NCT ID: NCT01266499 Completed - Clinical trials for Klebsiella Pneumoniae Carbapenemase Resistant Associated Bacteremia or Pneumonia

A Study Evaluating the Role of Oral Antibiotics in an Aim to Eradicate Carrier State of Carbapenem- Resistant Klebsiella Pneumonia (KPC).

Start date: July 2009
Phase: N/A
Study type: Interventional

Klebsiella pneumonia, inhabitant of the digestive tract, is a frequent nosocomial pathogen. It is currently the fourth most common cause of pneumonia and fifth most common cause of bacteremia in intensive care patients (1-3). The aim of the present randomized controlled trial is to assess the efficacy of non-absorbable oral antibiotics in the eradication of the KPC carrier state.

NCT ID: NCT01139112 Completed - Clinical trials for Necrotizing Fasciitis

Klebsiella Pneumoniae Necrotizing Fasciitis: Clinical and Microbiological Features

Start date: July 2009
Phase: N/A
Study type: Observational

This is a retrospective descriptive study on the clinical and microbiological features of Klebsiella Pneumoniae Necrotizing Fasciitis.

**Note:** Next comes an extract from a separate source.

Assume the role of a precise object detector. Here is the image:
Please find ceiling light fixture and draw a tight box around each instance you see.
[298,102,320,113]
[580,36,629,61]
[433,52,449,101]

NCT ID: NCT00518661 Completed - Infection Clinical Trials

Risk Factors for Quinolone Resistance Among ESBL Producing Klebsiella Species

Start date: August 2007
Phase:
Study type: Observational

This is a retrospective chart review. This proposed study aims to document the risk factors for quinolone resistance in bloodstream isolates of Klebsiella species. Additionally, the adequacy of empiric antibiotic therapy for Klebsiella bloodstream infections will be assessed.